Iraqi PM dismisses Dhi Qar police chief after cleric’s supporters storm protest camp

Iraqi Prime Minister Mustafa al-Kadhimi chairs a meeting of Council of Ministers in Baghdad, November 4, 2020.

SULAIMANI (ESTA) — Iraqi Prime Minister Mustafa al-Kadhimi dismissed Dhi Qar police chief after four people were killed in clashes with followers of Shia cleric Moqtada al-Sadr in Nasiriyah city on Friday (November 27). 

The cleric’s supporters carrying pictures of the cleric marched to the central al-Haboubi square, where anti-government protesters have held a sit-in since 2019, after Friday prayers.

They fired gunshots and threw petrol bombs at the protesters’ tents, leading the protesters to fight back, Reuters cited a witness as saying.

Medical sources said the violence had left four people dead and wounded nearly 51 others, nine of them by gunfire, AFP reported.

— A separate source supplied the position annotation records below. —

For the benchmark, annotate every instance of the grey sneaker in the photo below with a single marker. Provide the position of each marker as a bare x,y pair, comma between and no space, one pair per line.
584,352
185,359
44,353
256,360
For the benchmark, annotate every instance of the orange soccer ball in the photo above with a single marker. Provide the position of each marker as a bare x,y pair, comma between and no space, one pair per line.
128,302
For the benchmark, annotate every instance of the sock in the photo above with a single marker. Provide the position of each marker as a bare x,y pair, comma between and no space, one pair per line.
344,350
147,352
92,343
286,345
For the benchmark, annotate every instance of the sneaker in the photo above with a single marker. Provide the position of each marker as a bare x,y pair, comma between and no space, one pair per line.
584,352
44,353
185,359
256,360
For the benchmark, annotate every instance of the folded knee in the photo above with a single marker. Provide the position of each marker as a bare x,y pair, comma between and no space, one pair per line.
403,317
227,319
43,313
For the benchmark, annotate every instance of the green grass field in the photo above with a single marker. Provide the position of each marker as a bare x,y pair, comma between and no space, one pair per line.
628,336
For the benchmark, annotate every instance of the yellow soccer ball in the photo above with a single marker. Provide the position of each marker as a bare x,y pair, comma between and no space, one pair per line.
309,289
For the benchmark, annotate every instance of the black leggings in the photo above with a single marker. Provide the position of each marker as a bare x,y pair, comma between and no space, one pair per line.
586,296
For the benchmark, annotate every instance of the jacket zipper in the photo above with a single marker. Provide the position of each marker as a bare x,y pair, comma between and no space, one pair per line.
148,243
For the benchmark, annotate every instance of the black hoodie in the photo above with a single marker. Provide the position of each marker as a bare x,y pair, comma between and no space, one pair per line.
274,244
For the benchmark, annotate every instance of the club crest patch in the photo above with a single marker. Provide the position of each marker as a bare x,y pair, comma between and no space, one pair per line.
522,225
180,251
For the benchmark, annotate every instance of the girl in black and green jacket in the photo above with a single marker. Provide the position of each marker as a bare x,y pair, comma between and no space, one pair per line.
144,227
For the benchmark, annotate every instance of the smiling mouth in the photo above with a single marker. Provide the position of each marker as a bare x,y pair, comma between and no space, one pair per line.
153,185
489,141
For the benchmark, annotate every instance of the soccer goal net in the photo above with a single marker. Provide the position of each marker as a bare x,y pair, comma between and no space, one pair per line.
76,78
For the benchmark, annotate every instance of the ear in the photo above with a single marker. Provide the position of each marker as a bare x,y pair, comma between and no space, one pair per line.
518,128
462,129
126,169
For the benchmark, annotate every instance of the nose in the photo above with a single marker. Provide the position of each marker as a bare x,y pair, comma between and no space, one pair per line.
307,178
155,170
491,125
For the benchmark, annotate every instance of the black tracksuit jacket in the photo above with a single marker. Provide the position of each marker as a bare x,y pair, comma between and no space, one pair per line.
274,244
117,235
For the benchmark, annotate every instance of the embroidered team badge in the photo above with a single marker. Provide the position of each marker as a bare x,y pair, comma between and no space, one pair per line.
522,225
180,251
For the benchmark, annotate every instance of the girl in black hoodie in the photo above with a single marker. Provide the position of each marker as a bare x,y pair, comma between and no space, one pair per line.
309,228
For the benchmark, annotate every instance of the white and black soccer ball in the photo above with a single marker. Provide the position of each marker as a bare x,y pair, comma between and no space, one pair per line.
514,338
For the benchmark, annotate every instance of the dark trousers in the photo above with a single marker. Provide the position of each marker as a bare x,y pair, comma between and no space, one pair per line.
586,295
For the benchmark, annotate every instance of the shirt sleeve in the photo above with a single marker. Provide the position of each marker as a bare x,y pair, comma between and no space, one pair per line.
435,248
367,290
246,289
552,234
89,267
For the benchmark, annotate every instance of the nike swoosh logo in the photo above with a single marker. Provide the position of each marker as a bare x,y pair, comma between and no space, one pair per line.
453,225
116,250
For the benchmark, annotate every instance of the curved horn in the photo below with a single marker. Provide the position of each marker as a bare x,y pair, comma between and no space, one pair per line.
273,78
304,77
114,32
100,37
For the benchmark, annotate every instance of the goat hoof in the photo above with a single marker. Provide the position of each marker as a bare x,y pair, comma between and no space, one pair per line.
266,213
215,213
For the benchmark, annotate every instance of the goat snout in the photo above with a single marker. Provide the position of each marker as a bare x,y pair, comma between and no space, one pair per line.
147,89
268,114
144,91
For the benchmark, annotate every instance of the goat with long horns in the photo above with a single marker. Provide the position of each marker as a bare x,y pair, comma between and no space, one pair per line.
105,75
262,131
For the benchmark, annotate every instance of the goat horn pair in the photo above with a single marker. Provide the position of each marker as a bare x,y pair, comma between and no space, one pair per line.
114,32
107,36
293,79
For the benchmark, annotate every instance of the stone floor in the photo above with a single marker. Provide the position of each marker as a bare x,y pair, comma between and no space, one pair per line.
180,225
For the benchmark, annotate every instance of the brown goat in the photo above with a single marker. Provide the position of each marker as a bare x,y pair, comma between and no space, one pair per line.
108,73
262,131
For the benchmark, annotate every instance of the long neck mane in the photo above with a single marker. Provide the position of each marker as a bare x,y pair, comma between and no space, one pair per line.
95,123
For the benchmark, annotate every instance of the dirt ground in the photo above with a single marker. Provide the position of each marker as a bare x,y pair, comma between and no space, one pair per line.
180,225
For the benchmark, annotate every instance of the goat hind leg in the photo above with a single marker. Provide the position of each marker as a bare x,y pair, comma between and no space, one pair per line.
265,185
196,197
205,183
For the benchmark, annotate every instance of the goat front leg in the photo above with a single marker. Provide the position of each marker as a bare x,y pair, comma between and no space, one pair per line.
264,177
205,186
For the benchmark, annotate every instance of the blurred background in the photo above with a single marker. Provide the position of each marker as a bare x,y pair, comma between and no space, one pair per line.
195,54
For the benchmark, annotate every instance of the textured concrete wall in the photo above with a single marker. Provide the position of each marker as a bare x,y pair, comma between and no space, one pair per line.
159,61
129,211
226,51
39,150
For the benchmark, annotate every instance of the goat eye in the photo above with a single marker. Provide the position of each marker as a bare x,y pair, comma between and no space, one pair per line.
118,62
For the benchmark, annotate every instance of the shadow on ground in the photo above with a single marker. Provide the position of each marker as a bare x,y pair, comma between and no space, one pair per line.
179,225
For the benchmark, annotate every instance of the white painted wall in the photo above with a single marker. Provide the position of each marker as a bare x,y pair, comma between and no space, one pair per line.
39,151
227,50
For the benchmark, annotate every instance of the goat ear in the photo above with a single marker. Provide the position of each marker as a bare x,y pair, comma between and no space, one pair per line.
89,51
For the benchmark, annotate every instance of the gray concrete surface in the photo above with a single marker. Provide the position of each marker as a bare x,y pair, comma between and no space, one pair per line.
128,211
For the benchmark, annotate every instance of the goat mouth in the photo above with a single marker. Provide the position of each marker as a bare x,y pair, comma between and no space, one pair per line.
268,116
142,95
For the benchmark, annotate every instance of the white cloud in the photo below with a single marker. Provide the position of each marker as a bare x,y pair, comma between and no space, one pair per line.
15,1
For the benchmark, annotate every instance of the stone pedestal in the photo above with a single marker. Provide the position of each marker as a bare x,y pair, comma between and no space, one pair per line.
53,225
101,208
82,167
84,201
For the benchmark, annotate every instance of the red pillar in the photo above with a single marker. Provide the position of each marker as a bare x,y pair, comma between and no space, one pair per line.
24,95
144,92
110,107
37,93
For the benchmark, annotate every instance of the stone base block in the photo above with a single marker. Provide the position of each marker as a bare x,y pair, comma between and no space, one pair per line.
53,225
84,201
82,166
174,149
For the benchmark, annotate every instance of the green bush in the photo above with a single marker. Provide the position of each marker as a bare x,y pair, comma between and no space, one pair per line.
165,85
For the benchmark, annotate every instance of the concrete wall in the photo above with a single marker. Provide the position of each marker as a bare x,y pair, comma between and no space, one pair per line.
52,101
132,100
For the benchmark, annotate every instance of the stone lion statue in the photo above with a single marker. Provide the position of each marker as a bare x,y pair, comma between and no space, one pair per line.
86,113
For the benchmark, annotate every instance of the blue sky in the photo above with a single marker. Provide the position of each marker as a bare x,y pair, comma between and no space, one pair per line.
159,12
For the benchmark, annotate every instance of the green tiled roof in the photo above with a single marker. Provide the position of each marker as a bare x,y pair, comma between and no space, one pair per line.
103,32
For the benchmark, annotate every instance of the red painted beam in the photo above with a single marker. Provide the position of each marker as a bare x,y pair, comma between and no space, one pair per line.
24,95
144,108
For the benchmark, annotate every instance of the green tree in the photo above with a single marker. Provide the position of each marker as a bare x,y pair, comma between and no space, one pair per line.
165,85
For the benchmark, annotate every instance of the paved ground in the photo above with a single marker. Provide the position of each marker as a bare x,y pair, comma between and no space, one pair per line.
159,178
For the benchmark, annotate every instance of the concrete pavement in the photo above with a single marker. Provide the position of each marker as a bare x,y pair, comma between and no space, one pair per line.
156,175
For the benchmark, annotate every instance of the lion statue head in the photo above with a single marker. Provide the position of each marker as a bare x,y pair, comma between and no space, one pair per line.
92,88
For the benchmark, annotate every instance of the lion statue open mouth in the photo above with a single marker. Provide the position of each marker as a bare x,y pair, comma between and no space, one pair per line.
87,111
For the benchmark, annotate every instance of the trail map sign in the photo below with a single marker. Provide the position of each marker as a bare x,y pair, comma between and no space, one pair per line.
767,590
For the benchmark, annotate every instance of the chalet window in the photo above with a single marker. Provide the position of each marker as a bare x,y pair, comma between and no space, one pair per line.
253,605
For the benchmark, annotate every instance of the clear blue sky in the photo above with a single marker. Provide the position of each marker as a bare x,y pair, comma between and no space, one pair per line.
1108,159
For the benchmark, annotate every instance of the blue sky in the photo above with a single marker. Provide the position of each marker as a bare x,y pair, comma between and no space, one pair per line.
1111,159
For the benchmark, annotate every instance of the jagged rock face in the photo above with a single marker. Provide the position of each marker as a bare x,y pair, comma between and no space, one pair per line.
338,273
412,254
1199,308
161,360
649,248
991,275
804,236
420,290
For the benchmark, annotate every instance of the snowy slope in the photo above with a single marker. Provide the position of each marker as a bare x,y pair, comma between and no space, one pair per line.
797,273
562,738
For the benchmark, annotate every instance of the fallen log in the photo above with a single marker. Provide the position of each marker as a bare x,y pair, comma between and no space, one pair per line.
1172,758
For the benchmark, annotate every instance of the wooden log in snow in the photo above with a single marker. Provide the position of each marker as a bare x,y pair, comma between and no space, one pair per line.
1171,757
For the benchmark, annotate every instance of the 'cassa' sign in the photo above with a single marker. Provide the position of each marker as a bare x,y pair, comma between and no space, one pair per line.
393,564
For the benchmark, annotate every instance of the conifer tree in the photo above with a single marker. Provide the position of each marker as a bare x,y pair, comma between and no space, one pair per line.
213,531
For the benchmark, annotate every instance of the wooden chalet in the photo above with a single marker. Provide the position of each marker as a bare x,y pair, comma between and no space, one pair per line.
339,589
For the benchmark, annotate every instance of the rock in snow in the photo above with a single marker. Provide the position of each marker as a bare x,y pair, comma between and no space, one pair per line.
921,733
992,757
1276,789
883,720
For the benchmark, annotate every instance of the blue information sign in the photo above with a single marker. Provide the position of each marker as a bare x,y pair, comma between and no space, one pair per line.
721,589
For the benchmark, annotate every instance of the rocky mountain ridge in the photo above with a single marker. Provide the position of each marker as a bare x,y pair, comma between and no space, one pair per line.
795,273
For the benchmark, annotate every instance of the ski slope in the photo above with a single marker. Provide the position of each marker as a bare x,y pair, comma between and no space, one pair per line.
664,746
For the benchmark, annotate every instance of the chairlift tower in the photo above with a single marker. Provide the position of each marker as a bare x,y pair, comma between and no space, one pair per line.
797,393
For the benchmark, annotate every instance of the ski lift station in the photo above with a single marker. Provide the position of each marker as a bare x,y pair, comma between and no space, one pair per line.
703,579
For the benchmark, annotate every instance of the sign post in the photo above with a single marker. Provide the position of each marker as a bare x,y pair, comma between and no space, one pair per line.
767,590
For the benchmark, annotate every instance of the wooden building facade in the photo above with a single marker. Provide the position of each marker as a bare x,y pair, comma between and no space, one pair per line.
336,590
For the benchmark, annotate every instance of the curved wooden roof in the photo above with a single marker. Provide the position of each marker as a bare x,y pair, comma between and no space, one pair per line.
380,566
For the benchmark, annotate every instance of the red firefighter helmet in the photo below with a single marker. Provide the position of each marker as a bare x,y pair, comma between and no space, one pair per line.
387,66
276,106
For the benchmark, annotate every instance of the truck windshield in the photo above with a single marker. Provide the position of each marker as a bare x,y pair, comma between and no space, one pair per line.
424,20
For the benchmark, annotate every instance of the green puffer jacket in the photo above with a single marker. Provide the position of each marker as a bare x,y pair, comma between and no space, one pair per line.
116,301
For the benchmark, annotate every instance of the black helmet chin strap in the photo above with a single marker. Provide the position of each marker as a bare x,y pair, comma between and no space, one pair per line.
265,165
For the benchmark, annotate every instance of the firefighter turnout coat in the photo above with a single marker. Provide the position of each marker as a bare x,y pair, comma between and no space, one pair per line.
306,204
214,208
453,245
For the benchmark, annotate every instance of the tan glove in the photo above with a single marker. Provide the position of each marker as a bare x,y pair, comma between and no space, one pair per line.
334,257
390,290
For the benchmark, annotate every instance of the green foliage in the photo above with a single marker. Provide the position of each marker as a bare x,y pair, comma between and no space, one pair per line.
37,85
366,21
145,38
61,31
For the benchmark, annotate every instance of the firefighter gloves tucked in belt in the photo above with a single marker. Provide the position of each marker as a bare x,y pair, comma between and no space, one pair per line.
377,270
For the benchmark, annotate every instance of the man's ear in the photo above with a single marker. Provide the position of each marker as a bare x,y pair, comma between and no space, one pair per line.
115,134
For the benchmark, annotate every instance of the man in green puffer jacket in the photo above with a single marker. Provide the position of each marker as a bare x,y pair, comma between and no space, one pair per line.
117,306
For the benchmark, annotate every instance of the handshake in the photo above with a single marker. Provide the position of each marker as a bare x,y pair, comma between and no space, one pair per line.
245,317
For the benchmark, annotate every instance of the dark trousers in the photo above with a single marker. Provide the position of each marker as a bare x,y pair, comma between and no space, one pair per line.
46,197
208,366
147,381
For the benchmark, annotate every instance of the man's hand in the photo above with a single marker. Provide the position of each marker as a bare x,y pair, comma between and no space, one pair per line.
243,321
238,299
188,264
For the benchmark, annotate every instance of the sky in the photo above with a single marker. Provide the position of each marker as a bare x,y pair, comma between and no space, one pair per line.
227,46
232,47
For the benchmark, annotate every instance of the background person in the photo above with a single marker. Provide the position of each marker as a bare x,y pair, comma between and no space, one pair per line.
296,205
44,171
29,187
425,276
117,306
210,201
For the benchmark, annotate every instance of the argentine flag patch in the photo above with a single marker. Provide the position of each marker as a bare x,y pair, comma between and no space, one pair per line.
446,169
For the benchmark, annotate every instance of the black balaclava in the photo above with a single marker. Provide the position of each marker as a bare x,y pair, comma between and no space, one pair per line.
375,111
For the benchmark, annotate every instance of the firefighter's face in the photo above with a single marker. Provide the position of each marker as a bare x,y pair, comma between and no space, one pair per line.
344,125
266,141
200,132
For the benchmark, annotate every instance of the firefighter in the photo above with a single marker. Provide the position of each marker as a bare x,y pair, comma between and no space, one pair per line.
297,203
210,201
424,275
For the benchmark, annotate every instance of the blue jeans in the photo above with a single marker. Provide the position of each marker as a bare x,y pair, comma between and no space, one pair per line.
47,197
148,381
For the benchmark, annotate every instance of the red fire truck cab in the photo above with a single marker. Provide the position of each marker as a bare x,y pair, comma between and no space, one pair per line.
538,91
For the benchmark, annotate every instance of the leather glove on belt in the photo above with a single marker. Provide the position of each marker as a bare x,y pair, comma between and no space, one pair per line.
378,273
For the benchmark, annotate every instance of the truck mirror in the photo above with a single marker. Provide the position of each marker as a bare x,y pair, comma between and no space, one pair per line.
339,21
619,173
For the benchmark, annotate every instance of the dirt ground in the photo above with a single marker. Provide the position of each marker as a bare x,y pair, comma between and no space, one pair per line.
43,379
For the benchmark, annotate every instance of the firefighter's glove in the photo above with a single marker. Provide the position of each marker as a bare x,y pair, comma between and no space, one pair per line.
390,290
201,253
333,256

Yehia Rasool, spokesman for Commander-in-Chief of the Armed Forces, said Kadhimi had ordered to dismiss the police chief of Dhi Qar and to form a committee to investigate clashes between protesters and the cleric’s followers.

Kadhimi also ordered to declare a curfew in the province, Rasool said in a tweet late on Friday.

The premier stressed that “tension in Iraq is not in the interest of the country, and that there is no substitute for law, order and justice,” Rasool cited Kadhimi as saying.

Haboubi square, where one of the worst killings of demonstrators took place last year and the last major protest site, had been cleared on Friday night by Sadr supporters, a witness told Reuters, another major blow to anti-government protests that have largely lost steam in recent months.

In a tweet this week, Sadr said he expected major wins in the new elections and would push for the next prime minister to be a member of his movement for the first time.

He also called for a protest on Friday, prompting tens of thousands to turn out in Baghdad, and in other Iraqi cities including Al-Hillah and Basra in the south.

Iraq is facing its most dire fiscal crisis in decades following a collapse in oil prices earlier this year and the economic impacts of the Covid-19 pandemic, with the government unable to pay public sector salaries on time.